In compenso, grazie alla tecnologia e alla pubblicità, ormai parliamo tutti l’italenglish.

«Che nell’italiano entrino parole di altre lingue non è né un bene né un male, ma un dato di fatto. Poi c’è il gusto personale, per il quale io stesso tendo a sfrondare – francesismo – certi neologismi di uso comune e di scarsa efficacia. Ma non si possono fare leggi per impedire l’uso di parole straniere. Alessandro Manzoni parlava in milanese e in francese, ma la lingua in cui scriveva era un’altra. Possiamo accusarlo di aver contribuito alla distruzione del lombardo perché scriveva in una lingua inventata da lui con influssi di fiorentino?».

Quali sono gli ultimi grandi romanzi italiani?

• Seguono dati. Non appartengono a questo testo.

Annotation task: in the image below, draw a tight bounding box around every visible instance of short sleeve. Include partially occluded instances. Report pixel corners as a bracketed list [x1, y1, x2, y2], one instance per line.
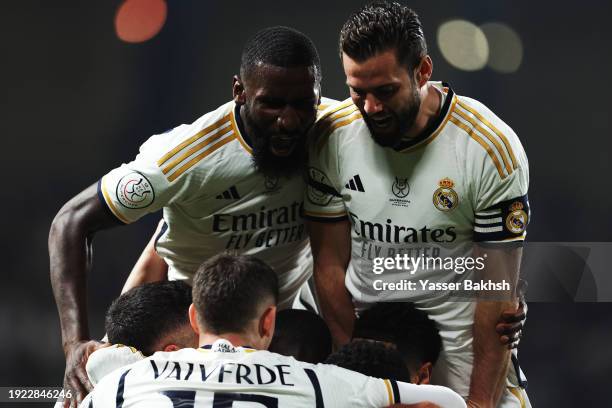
[313, 364, 393, 407]
[98, 126, 193, 224]
[395, 381, 467, 407]
[86, 344, 144, 386]
[304, 101, 358, 222]
[463, 99, 530, 243]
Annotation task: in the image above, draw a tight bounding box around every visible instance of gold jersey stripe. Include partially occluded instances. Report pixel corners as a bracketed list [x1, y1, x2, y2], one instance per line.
[157, 115, 231, 166]
[508, 387, 526, 408]
[167, 135, 237, 182]
[457, 101, 518, 169]
[454, 107, 513, 175]
[101, 178, 131, 224]
[162, 126, 233, 175]
[399, 94, 458, 153]
[317, 106, 360, 140]
[316, 111, 363, 153]
[327, 111, 362, 134]
[383, 379, 394, 405]
[304, 209, 347, 218]
[318, 103, 329, 111]
[230, 108, 253, 155]
[317, 99, 354, 122]
[450, 115, 506, 179]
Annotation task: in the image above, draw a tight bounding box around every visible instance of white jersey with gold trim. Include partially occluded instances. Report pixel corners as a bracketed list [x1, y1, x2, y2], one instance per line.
[305, 83, 530, 397]
[98, 99, 335, 308]
[80, 339, 465, 408]
[86, 344, 145, 386]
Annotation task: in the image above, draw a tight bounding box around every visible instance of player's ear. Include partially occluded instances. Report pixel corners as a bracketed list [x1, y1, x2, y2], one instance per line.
[414, 55, 433, 87]
[188, 303, 200, 335]
[259, 305, 277, 340]
[163, 344, 180, 352]
[411, 362, 433, 384]
[233, 75, 246, 105]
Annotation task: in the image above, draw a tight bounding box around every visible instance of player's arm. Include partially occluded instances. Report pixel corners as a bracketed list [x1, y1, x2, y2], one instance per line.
[467, 244, 521, 408]
[48, 183, 124, 407]
[496, 286, 526, 349]
[120, 219, 168, 294]
[392, 381, 467, 408]
[463, 105, 530, 406]
[307, 218, 354, 347]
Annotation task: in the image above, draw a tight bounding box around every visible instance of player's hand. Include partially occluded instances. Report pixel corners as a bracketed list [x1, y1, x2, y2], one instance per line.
[62, 340, 106, 408]
[496, 300, 527, 349]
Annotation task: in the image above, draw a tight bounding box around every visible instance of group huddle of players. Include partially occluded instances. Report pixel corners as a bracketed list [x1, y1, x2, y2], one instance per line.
[49, 2, 531, 407]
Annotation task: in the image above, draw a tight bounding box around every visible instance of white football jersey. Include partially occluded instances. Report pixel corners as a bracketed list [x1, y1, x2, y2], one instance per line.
[80, 339, 465, 408]
[86, 344, 145, 386]
[304, 83, 530, 396]
[99, 99, 335, 308]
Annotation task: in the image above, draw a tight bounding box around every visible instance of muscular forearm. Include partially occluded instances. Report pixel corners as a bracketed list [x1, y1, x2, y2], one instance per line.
[468, 300, 516, 407]
[49, 184, 118, 350]
[314, 265, 355, 347]
[49, 209, 92, 349]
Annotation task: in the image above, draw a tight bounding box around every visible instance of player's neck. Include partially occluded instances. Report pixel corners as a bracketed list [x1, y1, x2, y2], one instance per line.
[403, 82, 442, 139]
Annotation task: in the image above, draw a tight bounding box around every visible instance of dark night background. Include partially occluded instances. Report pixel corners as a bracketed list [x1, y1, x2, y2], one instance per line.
[1, 1, 611, 406]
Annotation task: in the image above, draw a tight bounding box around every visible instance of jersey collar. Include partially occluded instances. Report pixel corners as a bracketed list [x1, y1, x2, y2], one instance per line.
[393, 82, 456, 153]
[231, 103, 254, 154]
[200, 338, 255, 353]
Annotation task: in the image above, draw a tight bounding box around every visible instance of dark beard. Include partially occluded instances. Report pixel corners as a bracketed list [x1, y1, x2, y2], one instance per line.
[244, 108, 307, 179]
[366, 87, 421, 149]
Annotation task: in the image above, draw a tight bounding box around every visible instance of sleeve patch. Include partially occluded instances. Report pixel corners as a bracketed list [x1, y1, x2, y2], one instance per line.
[307, 167, 341, 206]
[115, 171, 155, 209]
[474, 194, 529, 242]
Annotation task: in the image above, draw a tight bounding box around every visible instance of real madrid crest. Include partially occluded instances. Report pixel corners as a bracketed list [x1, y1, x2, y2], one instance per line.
[433, 177, 459, 211]
[506, 201, 528, 234]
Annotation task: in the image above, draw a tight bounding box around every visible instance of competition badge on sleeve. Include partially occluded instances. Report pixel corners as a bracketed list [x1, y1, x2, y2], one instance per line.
[307, 167, 334, 206]
[116, 172, 155, 209]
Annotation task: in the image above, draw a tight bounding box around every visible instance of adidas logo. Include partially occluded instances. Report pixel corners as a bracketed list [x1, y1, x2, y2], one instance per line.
[216, 186, 240, 199]
[345, 175, 365, 192]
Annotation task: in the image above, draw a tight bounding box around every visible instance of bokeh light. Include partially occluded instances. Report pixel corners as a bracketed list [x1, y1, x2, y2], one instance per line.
[480, 22, 524, 73]
[115, 0, 167, 43]
[437, 19, 489, 71]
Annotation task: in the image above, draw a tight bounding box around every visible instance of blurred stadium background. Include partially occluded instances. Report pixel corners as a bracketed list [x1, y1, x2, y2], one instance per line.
[1, 1, 611, 406]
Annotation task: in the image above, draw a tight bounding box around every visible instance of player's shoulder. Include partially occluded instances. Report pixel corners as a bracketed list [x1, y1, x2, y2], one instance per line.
[450, 93, 527, 179]
[315, 98, 363, 132]
[310, 98, 364, 150]
[317, 96, 340, 114]
[86, 344, 145, 386]
[146, 101, 240, 182]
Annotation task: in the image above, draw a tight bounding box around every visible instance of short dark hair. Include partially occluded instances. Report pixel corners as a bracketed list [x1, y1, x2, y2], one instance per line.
[353, 303, 442, 373]
[268, 309, 332, 363]
[105, 280, 192, 356]
[240, 26, 322, 82]
[325, 339, 411, 382]
[339, 1, 427, 71]
[192, 253, 279, 334]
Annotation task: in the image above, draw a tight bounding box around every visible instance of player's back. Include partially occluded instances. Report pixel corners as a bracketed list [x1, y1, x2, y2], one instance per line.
[83, 339, 465, 408]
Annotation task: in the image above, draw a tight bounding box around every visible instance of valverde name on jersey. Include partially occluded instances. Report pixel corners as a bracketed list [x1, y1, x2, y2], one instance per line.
[149, 358, 295, 387]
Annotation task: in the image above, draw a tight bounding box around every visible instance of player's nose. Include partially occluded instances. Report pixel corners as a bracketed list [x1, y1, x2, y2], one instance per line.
[363, 94, 383, 115]
[278, 107, 300, 133]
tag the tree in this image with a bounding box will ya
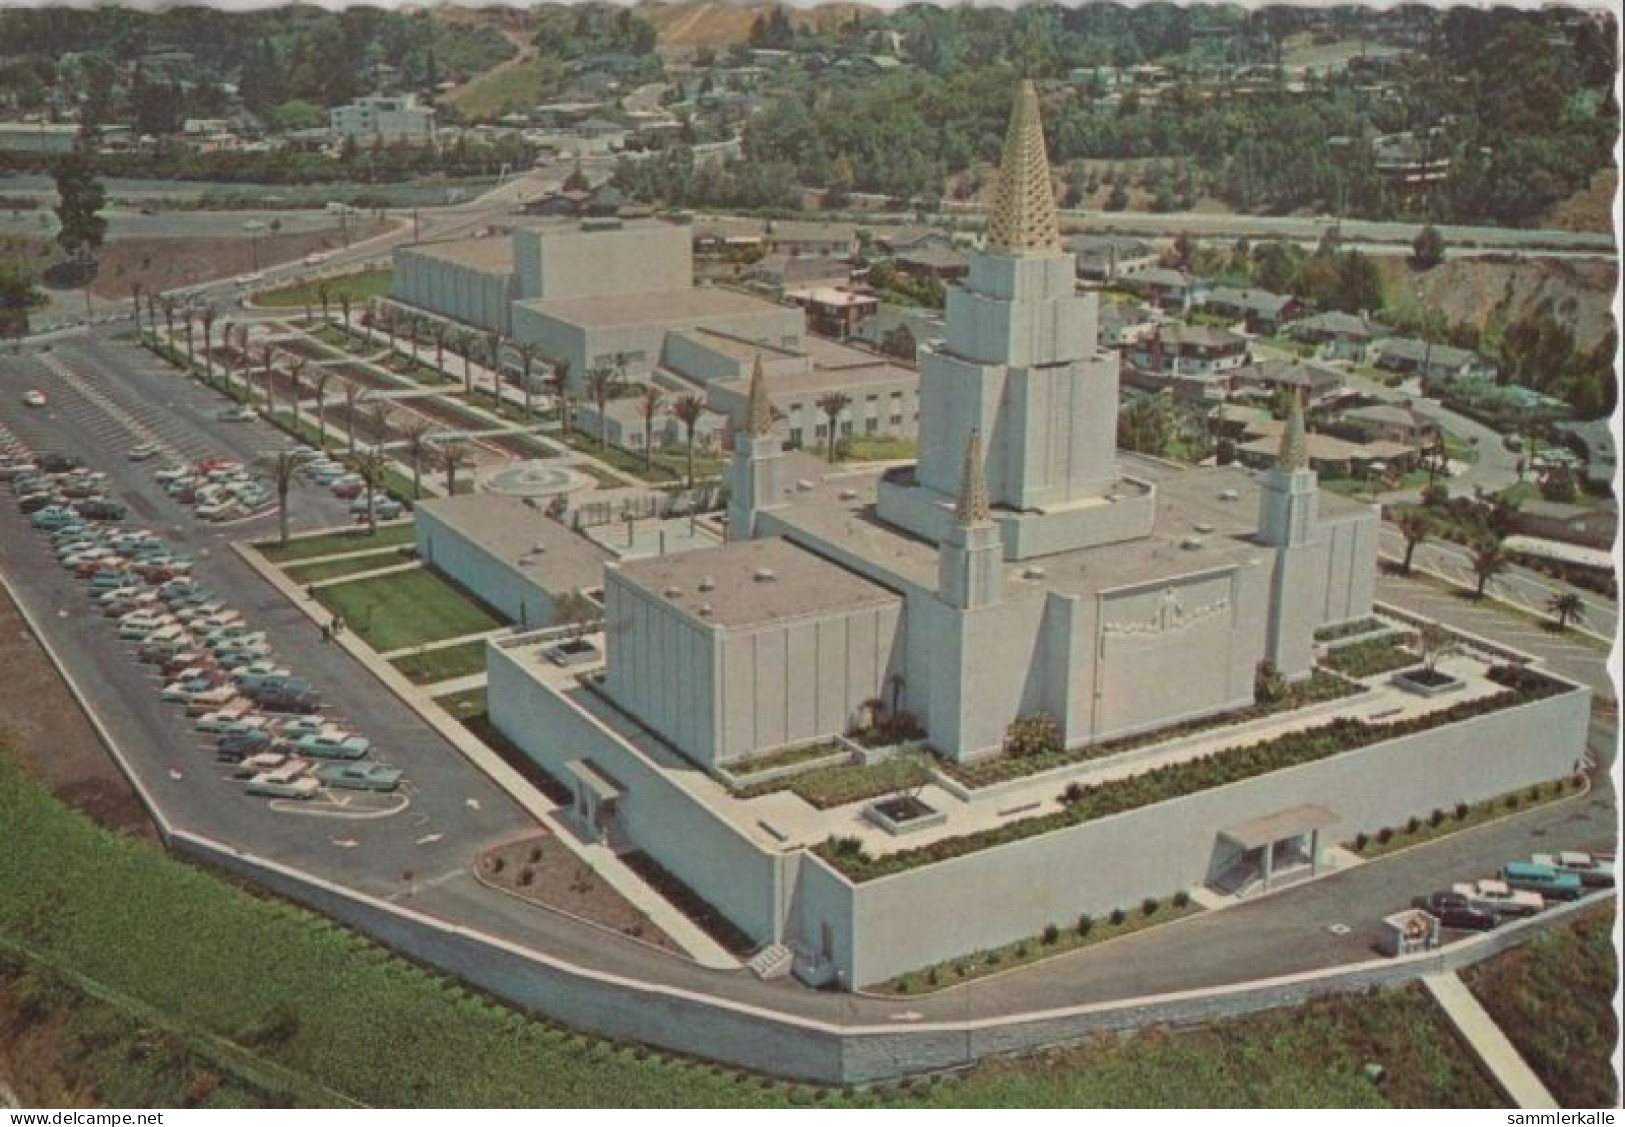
[454,329,475,396]
[400,419,434,500]
[258,345,277,416]
[313,371,334,450]
[52,154,106,261]
[436,437,472,495]
[200,306,216,385]
[485,331,505,407]
[431,321,448,374]
[1411,224,1446,270]
[639,384,665,470]
[671,394,707,489]
[1396,508,1431,575]
[366,400,394,451]
[0,257,41,342]
[270,452,299,548]
[1469,535,1509,599]
[316,279,331,323]
[879,324,916,362]
[339,293,352,335]
[351,448,388,533]
[284,357,307,424]
[1547,590,1585,632]
[344,383,361,456]
[514,342,540,419]
[816,391,851,463]
[1418,622,1460,675]
[129,280,144,337]
[585,365,617,451]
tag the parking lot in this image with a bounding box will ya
[0,330,538,902]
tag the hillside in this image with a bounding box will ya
[1544,167,1618,234]
[1381,254,1618,352]
[639,0,875,49]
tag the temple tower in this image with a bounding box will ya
[1258,391,1322,678]
[938,430,1004,610]
[726,356,785,541]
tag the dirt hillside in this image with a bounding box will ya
[1384,254,1617,351]
[640,0,874,49]
[1543,167,1617,235]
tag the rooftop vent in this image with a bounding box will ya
[1022,565,1046,580]
[754,567,777,583]
[698,576,715,593]
[839,488,858,501]
[1194,522,1215,534]
[663,585,684,599]
[697,604,713,618]
[796,479,814,492]
[1181,536,1204,550]
[1219,489,1239,502]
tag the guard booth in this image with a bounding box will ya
[1215,803,1338,894]
[564,757,623,846]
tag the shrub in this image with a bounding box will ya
[1061,782,1084,804]
[1506,793,1522,810]
[1014,943,1029,958]
[1076,914,1093,937]
[1376,827,1393,844]
[1406,815,1421,834]
[1354,831,1370,851]
[925,968,938,985]
[1042,923,1060,945]
[1454,801,1470,821]
[1429,808,1445,827]
[1004,713,1062,758]
[1173,890,1190,908]
[1109,907,1126,926]
[1141,897,1159,917]
[1527,784,1541,801]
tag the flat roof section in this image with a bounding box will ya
[402,236,515,275]
[418,493,612,595]
[611,536,901,629]
[517,286,789,329]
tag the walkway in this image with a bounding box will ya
[1423,972,1559,1109]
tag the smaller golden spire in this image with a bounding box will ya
[1278,389,1308,472]
[955,429,991,525]
[746,354,773,436]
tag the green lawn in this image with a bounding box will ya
[0,741,1505,1107]
[256,269,393,310]
[283,550,407,586]
[843,436,918,461]
[557,427,724,486]
[738,753,932,809]
[256,521,417,565]
[313,567,506,651]
[391,640,490,686]
[1462,906,1618,1108]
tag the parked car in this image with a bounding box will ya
[160,675,218,703]
[1501,862,1585,902]
[196,699,257,733]
[230,751,299,779]
[290,729,370,760]
[1530,851,1616,889]
[1422,891,1499,932]
[217,406,258,422]
[128,443,163,462]
[244,770,320,800]
[88,568,139,591]
[36,453,83,472]
[184,684,240,717]
[1452,880,1543,918]
[217,730,276,760]
[255,689,322,715]
[76,498,128,521]
[318,762,403,793]
[276,715,329,740]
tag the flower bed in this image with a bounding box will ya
[819,665,1570,882]
[939,670,1362,789]
[1321,634,1420,678]
[736,753,932,809]
[1314,616,1388,643]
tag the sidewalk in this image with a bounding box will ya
[1423,972,1559,1109]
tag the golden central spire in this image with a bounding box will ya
[746,353,773,436]
[955,429,991,525]
[984,80,1061,255]
[1278,389,1309,472]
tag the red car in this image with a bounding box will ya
[330,481,363,500]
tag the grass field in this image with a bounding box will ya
[391,640,489,686]
[256,522,417,565]
[1463,905,1618,1107]
[256,269,393,310]
[0,738,1508,1107]
[313,567,506,651]
[283,550,408,586]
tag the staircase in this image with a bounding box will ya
[747,943,794,981]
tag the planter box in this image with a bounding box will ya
[1392,668,1464,697]
[545,638,601,668]
[863,794,947,836]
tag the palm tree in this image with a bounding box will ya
[366,400,395,450]
[258,345,276,416]
[182,309,196,369]
[671,393,707,489]
[514,342,540,420]
[431,321,449,375]
[351,448,389,534]
[344,383,361,456]
[550,358,573,433]
[285,357,308,428]
[455,329,476,396]
[200,306,217,385]
[1547,590,1586,632]
[816,391,851,463]
[482,331,503,407]
[1396,508,1431,575]
[362,299,375,346]
[339,293,352,335]
[130,281,144,336]
[406,314,422,358]
[401,419,434,500]
[313,371,334,450]
[436,437,472,495]
[1469,534,1509,599]
[160,295,177,343]
[270,452,299,547]
[316,279,331,324]
[380,305,397,354]
[585,365,616,451]
[217,318,234,385]
[639,384,665,471]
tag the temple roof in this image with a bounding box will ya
[983,80,1062,255]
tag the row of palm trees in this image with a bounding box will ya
[1394,507,1588,631]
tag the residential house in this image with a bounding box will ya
[786,285,879,340]
[1289,310,1390,362]
[1229,358,1347,409]
[1199,287,1303,334]
[1338,403,1441,449]
[1508,499,1618,552]
[1372,337,1484,384]
[1130,322,1249,379]
[1068,234,1161,284]
[328,94,436,146]
[1097,300,1157,350]
[1121,267,1210,314]
[891,242,969,282]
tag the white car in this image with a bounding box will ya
[1452,880,1543,918]
[22,390,46,408]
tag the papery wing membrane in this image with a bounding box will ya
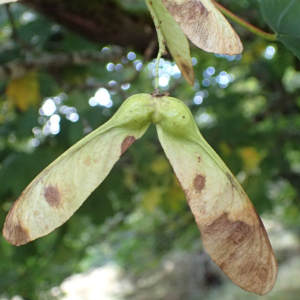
[3,94,153,246]
[157,125,277,295]
[161,0,243,55]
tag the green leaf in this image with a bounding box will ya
[17,17,53,48]
[63,31,99,52]
[261,0,300,59]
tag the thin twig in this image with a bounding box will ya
[145,0,167,95]
[213,1,277,41]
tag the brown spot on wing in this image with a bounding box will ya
[193,174,206,192]
[2,185,39,245]
[203,212,252,245]
[201,213,260,285]
[44,185,61,207]
[185,0,208,18]
[3,222,30,246]
[195,196,276,293]
[84,156,92,166]
[121,136,136,155]
[163,0,208,20]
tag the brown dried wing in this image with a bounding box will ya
[157,125,277,294]
[161,0,243,55]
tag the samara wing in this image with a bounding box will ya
[3,94,154,246]
[156,97,277,294]
[161,0,243,55]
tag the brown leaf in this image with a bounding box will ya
[162,0,243,55]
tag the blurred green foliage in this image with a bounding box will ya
[0,1,299,299]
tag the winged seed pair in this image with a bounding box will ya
[3,94,277,295]
[2,0,277,295]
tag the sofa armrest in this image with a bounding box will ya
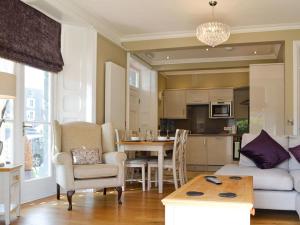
[52,152,73,165]
[103,152,127,165]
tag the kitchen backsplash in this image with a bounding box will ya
[160,104,235,135]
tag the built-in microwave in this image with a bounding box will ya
[210,101,232,118]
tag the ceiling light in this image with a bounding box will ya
[206,48,209,51]
[166,56,170,60]
[224,46,233,51]
[196,1,230,47]
[253,51,257,55]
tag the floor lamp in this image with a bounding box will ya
[0,72,16,167]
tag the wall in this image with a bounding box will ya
[96,34,127,125]
[164,72,249,89]
[122,29,300,134]
[158,75,167,122]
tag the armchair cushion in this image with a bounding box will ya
[71,147,102,165]
[73,164,118,179]
[53,152,73,165]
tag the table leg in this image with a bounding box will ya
[158,149,163,193]
[4,174,10,225]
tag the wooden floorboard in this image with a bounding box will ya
[4,184,299,225]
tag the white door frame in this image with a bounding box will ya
[293,41,300,135]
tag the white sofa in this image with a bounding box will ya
[215,134,300,218]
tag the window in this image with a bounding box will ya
[129,68,140,88]
[24,65,52,180]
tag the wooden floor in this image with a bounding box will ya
[5,184,299,225]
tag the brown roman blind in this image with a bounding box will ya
[0,0,64,73]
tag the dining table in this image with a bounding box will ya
[118,140,174,193]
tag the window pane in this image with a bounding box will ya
[129,68,139,88]
[24,66,51,123]
[24,123,51,179]
[0,121,13,163]
[0,58,14,73]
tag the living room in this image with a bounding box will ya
[0,0,300,225]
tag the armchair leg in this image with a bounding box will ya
[57,184,60,200]
[67,190,75,211]
[103,188,107,195]
[115,187,122,205]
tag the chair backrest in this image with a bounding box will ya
[52,120,102,154]
[115,129,124,151]
[172,129,184,166]
[101,122,116,153]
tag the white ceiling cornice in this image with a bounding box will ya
[142,54,277,66]
[161,68,249,76]
[120,22,300,42]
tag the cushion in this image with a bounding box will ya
[71,148,101,165]
[290,170,300,192]
[240,133,289,169]
[240,130,290,169]
[289,145,300,163]
[73,164,118,179]
[288,136,300,170]
[216,164,294,191]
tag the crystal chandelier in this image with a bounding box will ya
[196,1,230,47]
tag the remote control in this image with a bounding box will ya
[205,176,222,185]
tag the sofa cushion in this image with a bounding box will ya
[73,164,118,179]
[240,132,290,169]
[288,136,300,170]
[289,145,300,163]
[290,170,300,192]
[216,164,294,191]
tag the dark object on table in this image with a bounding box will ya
[186,191,204,196]
[229,176,242,180]
[205,176,222,185]
[218,192,237,198]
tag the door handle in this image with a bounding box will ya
[22,122,33,136]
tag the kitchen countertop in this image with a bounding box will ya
[188,133,236,137]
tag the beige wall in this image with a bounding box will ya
[164,72,249,89]
[96,34,127,125]
[122,29,300,134]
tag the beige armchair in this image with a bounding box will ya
[52,120,126,210]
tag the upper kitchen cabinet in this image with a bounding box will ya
[186,90,209,105]
[249,63,284,135]
[209,89,233,102]
[163,90,187,119]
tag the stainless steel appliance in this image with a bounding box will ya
[210,101,232,118]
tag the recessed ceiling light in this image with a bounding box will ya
[166,56,170,60]
[253,51,257,55]
[224,46,233,51]
[206,48,209,51]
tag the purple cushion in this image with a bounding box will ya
[289,145,300,163]
[240,130,290,169]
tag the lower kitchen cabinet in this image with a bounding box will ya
[186,135,233,171]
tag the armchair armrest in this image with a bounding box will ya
[52,152,73,165]
[103,152,127,165]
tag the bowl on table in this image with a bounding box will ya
[157,136,168,141]
[130,136,140,141]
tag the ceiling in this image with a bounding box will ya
[135,43,283,67]
[67,0,300,42]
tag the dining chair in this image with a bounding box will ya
[147,129,184,191]
[179,130,189,186]
[115,129,147,191]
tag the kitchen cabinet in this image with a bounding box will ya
[186,90,209,105]
[163,90,186,119]
[206,136,233,165]
[186,136,207,165]
[186,135,233,169]
[209,89,233,102]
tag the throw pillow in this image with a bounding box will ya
[289,145,300,163]
[71,147,101,165]
[240,130,290,169]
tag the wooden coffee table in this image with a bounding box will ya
[162,175,254,225]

«Direi Il quinto evangelio di Mario Pomilio, da poco ripubblicato, Tanto gentile e tanto onesta di Gaia Servadio, primo romanzo postmoderno scritto in Italia, e La messa dell’uomo disarmato di Luisito Bianchi, romanzo resistenziale teologico di 800 pagine. Li prediligo per l’innovazione formale e per la potenza della storia. Sono estranei al canone novecentesco, ma questo non è un problema mio».